The great story is pulses. The portal of the ministry of agriculture tells it with some pride. Their strategy was to bring in new areas and to concentrate on the seeds they had. The agricultural universities in Maharashtra and Madhya Pradesh,for example,had achieved in districts yield almost 40 per cent higher than the average and they went for that. The International Crops Research Institute for the Semi-Arid Tropics and the ICARs Indian Institute of Pulses Research,Kanpur,were there. Good prices helped and retiring CACP chairman Mahendra Devs parting gift in high MSPs gave the right signals. Some private players also entered the market with packets for farmers in select areas. Area under tur and gram cultivation went up by almost a million hectares each,to be precise nine lakh hectares. Urad was also on a high with a four-lakh-hectare increase. Output went up by almost a fifth,and without it for the same supplies we would have had to double imports.
The other happy news for me is soya,not just because I stay away from bad cholesterol. Here the production went up by 20 per cent and minister Jairam Ramesh may please note that hybrids and also GM varieties rule the roost. A few decades ago,soya was a hey-you crop in India. It was largely a planning-inspired push and Madhya Pradeshs kharif fallows were used for it. But in the Eighties agriculture scientist R.S. Paroda pushed new technology there. It is now a new ball game and soya a star performer. Another oilseed which the Eighties gave a technology push to was castor which has again done well,with a 30 per cent increase.
Twenty-thirty per cent growth rates in oilseeds and pulses! Does it mean that we have crossed the hump? No. We should be happy but not laid-back. The kisan has done it again. When the planner and the policymaker have a clear vision,when Krishi Bhavan has a go-getting crowd,we know India does well in agriculture. It happened in the mid-Seventies and in the latter half of the Eighties. This time the problems are more complex,because the demand is larger and more diverse and the resource base is shrinking in terms of land and water.

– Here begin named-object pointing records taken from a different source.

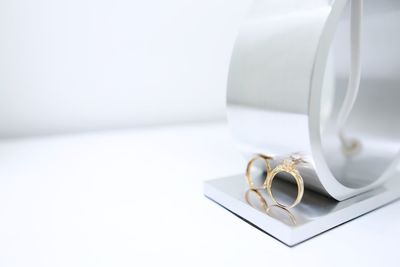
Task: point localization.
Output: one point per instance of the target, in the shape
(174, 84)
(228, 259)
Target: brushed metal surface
(287, 79)
(314, 215)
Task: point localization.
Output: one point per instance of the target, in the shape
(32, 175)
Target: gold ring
(261, 200)
(288, 166)
(249, 179)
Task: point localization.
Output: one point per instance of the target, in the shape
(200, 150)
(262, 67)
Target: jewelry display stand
(314, 215)
(292, 91)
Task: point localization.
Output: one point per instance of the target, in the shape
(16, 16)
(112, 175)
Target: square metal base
(314, 215)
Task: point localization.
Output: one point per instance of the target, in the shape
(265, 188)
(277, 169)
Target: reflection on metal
(314, 215)
(287, 82)
(283, 213)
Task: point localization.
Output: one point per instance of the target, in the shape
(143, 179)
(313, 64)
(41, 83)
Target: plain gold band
(288, 168)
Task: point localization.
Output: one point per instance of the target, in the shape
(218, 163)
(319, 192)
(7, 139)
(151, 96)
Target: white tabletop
(134, 198)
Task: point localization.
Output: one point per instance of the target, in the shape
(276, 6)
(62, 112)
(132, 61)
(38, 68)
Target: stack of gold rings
(287, 166)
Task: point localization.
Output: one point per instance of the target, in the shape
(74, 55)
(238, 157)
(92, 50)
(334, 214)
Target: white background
(80, 65)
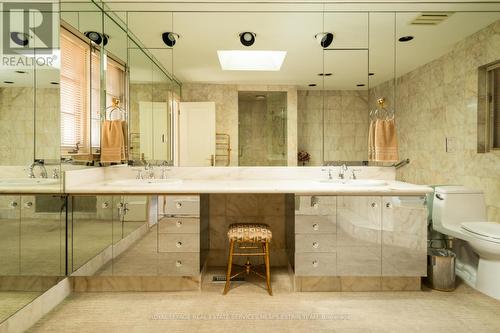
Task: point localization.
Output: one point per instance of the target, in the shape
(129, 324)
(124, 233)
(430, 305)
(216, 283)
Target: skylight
(251, 60)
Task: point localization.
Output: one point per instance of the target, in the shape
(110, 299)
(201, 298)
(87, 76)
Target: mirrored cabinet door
(10, 224)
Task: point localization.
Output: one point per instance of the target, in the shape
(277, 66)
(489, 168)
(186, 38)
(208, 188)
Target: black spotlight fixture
(247, 38)
(170, 38)
(20, 38)
(324, 39)
(405, 39)
(97, 37)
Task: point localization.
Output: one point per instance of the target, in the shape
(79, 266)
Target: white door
(196, 134)
(154, 128)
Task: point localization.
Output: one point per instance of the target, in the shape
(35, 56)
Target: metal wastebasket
(441, 269)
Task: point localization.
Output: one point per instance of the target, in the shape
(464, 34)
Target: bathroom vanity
(362, 234)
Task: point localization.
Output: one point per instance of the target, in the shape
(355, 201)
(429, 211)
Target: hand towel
(112, 141)
(386, 143)
(371, 141)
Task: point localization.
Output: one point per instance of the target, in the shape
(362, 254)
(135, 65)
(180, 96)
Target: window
(80, 92)
(74, 66)
(494, 105)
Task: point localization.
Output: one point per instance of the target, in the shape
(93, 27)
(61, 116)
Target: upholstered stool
(249, 236)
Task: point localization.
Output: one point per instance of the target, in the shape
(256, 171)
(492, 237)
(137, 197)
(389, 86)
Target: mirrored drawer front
(181, 225)
(178, 242)
(182, 205)
(315, 243)
(179, 264)
(315, 224)
(315, 264)
(315, 205)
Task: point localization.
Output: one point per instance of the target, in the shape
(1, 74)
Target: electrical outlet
(451, 144)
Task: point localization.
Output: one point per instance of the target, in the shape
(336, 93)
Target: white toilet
(460, 212)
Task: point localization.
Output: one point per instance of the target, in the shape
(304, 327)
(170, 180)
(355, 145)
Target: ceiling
(361, 41)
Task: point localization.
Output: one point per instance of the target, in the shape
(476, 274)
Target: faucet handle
(139, 174)
(354, 173)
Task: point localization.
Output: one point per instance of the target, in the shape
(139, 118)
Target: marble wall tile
(439, 101)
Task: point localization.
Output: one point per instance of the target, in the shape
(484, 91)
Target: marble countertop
(196, 186)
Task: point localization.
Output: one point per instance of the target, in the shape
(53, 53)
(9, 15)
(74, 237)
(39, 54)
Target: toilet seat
(488, 231)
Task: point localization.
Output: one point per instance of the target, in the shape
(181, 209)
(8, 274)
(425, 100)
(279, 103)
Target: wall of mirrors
(422, 61)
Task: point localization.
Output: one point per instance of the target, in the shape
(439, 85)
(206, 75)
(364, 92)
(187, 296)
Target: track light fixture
(324, 39)
(247, 38)
(97, 37)
(170, 38)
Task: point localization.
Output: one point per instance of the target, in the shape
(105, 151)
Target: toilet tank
(454, 205)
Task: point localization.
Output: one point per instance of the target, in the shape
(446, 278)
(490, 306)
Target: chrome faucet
(150, 172)
(342, 171)
(330, 177)
(31, 169)
(164, 168)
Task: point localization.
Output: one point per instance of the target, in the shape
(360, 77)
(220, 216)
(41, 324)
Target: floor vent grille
(222, 279)
(431, 18)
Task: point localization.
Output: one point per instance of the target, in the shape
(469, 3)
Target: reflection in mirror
(381, 102)
(31, 228)
(141, 104)
(262, 119)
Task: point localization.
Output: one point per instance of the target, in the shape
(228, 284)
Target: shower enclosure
(262, 128)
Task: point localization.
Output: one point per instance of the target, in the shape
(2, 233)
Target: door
(196, 134)
(154, 130)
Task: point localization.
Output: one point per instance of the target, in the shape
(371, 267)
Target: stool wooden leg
(229, 266)
(268, 269)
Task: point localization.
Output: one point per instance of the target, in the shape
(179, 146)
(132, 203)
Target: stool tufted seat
(249, 232)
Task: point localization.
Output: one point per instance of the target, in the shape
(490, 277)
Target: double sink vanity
(367, 233)
(334, 234)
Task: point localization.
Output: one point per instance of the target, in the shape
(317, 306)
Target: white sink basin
(28, 181)
(144, 182)
(355, 182)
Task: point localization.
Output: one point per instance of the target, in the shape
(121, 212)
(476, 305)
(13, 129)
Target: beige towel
(371, 141)
(112, 141)
(386, 143)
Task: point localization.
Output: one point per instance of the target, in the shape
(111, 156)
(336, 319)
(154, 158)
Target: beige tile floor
(12, 301)
(247, 308)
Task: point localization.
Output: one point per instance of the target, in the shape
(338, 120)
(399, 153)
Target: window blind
(74, 55)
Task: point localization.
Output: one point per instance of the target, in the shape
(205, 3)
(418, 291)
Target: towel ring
(115, 106)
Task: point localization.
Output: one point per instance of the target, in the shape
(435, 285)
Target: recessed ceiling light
(237, 60)
(405, 39)
(247, 38)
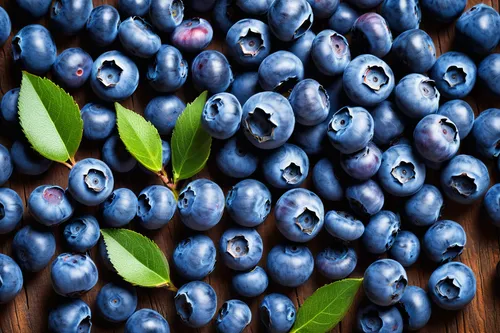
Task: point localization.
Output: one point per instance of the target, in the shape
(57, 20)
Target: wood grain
(28, 312)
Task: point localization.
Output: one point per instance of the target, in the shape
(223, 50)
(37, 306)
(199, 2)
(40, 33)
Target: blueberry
(465, 179)
(415, 50)
(343, 226)
(268, 120)
(27, 161)
(476, 29)
(146, 321)
(114, 76)
(401, 173)
(119, 208)
(289, 19)
(252, 283)
(90, 182)
(236, 158)
(34, 48)
(290, 265)
(196, 303)
(385, 282)
(424, 207)
(372, 318)
(102, 25)
(166, 14)
(286, 167)
(366, 198)
(50, 205)
(248, 203)
(211, 71)
(277, 313)
(444, 241)
(156, 207)
(201, 204)
(368, 80)
(73, 275)
(336, 262)
(72, 315)
(452, 286)
(116, 302)
(12, 209)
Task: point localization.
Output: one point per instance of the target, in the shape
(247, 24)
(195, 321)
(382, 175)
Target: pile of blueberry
(372, 138)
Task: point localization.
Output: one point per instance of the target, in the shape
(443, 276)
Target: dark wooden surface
(28, 311)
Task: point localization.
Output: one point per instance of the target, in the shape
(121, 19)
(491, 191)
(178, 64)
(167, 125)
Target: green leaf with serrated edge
(324, 309)
(50, 118)
(190, 143)
(140, 138)
(136, 258)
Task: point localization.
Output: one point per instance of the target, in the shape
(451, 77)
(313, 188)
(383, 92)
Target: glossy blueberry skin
(415, 50)
(350, 129)
(452, 286)
(249, 42)
(286, 167)
(465, 179)
(82, 233)
(384, 282)
(90, 182)
(336, 262)
(252, 283)
(145, 321)
(156, 207)
(371, 34)
(201, 204)
(34, 48)
(299, 215)
(11, 210)
(368, 80)
(280, 71)
(477, 28)
(372, 318)
(196, 303)
(233, 317)
(211, 71)
(166, 14)
(444, 241)
(454, 74)
(116, 156)
(290, 265)
(486, 133)
(73, 315)
(114, 76)
(236, 159)
(102, 25)
(424, 207)
(365, 199)
(289, 19)
(401, 173)
(50, 205)
(73, 275)
(248, 203)
(381, 231)
(221, 116)
(194, 257)
(116, 302)
(330, 52)
(268, 120)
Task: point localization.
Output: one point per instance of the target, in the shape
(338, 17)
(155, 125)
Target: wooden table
(29, 311)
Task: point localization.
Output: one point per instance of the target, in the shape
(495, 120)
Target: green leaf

The EGoM on food security is meeting on April 25 and I hope it will take a good decision. It is terribly important that we succeed in abolishing hunger. We will need more grains from less land. Seven per cent per capita growth will mean we need more of everything in agriculture. It is good to succeed but the bars will be raised and in pulses,oilseeds and grains,global yields will be the next in sight.